FYI, lyft blatantly rigs it's requests based on guarantees. i.e., it will make sure you either hit them or don't qualify, {2am to 2.35 am in bar rush in primetimes & spot, no pings, @ 2:35, YAY a ride that magically covers the guarantees}.


----------



## KekeLo (Aug 26, 2015)

dirtylee said:


> FYI, lyft blatantly rigs it's requests based on guarantees. i.e., it will make sure you either hit them or don't qualify, {2am to 2.35 am in bar rush in primetimes & spot, no pings, @ 2:35, YAY a ride that magically covers the guarantees}.


If you login at 2:30, and you get a ping , will you qualify for the guarantee?


----------



## Joe123456 (Jan 7, 2016)

KekeLo said:


> If you login at 2:30, and you get a ping , will you qualify for the guarantee?

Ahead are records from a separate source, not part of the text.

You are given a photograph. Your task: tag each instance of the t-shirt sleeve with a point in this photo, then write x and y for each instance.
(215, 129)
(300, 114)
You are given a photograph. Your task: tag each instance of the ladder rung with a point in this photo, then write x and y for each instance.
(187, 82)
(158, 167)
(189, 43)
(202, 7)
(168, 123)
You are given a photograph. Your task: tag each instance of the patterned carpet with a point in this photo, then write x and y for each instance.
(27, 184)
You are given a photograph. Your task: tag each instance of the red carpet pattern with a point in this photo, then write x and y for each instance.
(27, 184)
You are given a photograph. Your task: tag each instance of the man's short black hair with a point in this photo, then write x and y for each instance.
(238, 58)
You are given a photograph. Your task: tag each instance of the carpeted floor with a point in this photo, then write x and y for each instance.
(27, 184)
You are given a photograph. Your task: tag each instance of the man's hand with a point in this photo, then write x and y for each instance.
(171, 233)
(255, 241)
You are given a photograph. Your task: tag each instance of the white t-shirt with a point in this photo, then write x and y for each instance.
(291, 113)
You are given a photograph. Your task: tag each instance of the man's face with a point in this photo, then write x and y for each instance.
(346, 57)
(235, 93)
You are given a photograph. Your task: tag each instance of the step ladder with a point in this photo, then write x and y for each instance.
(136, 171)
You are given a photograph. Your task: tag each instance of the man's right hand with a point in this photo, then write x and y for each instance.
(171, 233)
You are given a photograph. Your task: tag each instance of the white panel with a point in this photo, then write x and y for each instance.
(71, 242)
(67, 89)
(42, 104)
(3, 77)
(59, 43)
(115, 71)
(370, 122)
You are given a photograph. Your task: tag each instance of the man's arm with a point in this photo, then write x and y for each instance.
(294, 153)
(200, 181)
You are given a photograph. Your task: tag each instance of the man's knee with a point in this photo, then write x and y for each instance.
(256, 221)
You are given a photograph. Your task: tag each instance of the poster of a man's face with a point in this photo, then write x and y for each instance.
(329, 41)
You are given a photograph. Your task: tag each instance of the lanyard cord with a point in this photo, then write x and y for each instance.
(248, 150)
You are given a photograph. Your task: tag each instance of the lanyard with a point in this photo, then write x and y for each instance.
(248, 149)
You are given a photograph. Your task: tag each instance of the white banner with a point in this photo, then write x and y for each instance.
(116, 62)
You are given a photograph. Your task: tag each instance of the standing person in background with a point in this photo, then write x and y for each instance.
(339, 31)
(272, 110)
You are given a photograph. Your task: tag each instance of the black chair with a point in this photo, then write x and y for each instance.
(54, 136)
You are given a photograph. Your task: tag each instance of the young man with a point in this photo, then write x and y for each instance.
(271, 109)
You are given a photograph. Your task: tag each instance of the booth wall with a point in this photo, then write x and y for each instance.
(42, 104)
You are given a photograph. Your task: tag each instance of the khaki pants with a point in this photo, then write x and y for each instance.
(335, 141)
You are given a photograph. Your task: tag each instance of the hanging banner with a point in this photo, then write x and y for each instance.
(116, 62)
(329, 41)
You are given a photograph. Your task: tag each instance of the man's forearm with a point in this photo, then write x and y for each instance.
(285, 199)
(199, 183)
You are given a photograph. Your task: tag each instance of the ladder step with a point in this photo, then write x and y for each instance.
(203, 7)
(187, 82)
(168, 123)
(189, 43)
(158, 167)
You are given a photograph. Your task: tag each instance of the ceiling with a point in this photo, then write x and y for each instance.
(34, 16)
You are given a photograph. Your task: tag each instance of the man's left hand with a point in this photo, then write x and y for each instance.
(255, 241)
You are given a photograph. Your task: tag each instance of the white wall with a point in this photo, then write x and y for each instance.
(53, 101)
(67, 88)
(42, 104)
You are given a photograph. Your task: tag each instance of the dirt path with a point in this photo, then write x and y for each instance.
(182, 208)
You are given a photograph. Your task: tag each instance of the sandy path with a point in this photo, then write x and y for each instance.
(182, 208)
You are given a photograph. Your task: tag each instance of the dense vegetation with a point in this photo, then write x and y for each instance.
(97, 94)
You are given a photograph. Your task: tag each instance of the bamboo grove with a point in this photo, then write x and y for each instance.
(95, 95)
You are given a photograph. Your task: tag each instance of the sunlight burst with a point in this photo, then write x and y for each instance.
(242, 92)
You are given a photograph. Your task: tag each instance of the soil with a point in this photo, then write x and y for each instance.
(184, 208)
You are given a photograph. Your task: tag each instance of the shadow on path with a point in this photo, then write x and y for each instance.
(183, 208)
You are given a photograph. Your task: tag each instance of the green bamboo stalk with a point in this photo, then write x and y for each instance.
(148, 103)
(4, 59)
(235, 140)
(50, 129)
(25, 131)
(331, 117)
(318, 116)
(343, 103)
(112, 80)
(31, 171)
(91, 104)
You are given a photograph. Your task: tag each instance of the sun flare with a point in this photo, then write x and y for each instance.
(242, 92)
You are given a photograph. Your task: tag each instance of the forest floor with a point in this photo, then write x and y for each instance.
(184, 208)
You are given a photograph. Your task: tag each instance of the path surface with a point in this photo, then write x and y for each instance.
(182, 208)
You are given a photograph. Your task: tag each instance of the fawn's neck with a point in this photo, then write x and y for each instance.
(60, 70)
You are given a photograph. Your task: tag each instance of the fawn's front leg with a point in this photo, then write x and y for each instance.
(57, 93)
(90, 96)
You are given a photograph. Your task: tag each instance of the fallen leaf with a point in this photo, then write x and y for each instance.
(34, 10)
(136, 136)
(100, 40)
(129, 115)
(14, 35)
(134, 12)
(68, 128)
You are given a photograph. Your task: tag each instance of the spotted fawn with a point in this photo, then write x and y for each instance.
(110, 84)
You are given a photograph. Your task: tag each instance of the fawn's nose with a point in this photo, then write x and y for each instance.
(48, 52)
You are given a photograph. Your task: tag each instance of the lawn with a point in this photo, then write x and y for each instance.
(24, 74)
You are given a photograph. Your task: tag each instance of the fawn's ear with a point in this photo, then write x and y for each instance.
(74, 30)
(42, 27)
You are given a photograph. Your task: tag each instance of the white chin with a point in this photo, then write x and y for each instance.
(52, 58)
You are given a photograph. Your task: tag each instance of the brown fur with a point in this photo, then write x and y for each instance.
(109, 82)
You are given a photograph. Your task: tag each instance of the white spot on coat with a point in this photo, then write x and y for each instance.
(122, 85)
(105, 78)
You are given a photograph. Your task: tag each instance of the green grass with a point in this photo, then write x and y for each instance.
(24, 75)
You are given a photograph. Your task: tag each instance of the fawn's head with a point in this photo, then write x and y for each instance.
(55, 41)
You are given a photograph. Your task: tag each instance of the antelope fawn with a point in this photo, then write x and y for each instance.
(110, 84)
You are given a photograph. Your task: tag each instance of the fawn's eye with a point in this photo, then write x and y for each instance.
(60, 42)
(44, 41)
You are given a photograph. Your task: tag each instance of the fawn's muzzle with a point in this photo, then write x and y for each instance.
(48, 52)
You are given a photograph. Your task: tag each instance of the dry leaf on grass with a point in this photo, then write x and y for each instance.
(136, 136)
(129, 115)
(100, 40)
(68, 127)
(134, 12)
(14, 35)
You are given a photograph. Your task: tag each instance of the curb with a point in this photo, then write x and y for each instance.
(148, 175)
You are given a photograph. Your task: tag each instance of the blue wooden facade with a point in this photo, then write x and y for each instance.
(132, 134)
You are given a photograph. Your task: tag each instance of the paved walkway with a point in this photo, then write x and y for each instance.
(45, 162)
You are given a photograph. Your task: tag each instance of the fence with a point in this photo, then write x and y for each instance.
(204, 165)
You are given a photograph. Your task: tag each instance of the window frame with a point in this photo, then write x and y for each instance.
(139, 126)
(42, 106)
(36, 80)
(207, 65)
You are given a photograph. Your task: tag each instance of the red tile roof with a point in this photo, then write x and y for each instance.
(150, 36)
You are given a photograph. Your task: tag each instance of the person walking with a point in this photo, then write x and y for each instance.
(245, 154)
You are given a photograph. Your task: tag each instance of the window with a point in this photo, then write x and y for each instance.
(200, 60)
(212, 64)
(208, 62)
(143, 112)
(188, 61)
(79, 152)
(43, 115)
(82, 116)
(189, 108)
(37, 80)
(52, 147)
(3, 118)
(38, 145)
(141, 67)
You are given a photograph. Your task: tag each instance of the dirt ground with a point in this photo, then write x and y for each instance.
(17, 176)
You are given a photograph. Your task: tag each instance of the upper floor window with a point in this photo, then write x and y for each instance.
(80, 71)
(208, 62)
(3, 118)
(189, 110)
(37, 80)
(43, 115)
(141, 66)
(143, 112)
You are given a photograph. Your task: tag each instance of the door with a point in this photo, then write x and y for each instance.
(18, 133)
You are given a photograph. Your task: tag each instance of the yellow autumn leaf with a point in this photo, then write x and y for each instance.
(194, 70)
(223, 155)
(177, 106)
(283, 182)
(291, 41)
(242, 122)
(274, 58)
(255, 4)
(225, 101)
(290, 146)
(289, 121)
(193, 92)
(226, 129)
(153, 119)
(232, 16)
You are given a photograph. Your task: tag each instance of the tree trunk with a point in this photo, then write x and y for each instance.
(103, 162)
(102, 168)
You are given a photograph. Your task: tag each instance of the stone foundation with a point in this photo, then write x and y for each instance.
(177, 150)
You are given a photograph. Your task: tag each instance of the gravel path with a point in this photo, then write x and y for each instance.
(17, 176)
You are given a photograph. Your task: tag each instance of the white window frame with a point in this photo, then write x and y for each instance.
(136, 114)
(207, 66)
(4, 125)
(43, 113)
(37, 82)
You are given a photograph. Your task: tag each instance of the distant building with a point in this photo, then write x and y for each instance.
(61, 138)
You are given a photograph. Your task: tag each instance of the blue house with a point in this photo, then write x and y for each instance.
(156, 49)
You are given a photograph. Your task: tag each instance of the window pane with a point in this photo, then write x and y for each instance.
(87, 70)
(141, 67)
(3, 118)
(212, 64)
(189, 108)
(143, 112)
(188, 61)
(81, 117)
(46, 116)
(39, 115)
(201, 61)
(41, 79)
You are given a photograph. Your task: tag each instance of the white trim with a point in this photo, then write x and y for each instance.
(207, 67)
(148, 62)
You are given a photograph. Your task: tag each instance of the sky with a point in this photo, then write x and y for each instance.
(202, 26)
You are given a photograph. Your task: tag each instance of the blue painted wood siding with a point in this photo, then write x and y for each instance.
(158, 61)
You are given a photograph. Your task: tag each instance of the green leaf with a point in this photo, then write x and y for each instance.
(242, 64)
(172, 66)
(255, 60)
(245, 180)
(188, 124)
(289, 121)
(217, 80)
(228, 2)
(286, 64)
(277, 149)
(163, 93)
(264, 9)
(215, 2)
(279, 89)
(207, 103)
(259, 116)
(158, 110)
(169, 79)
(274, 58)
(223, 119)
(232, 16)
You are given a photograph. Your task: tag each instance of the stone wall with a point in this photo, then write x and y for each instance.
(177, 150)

No log in at the top of the hour. 2pm


----------



## KekeLo (Aug 26, 2015)

Joe123456 said:


> No log in at the top of the hour. 2pm


Thank you.


----------



## fairsailing (May 16, 2016)

Lyft inexplicably pulled all their hourly guarantees in Minneapolis this week and now can't meet rush hour demand. Wonder if they are having cash flow issues.


----------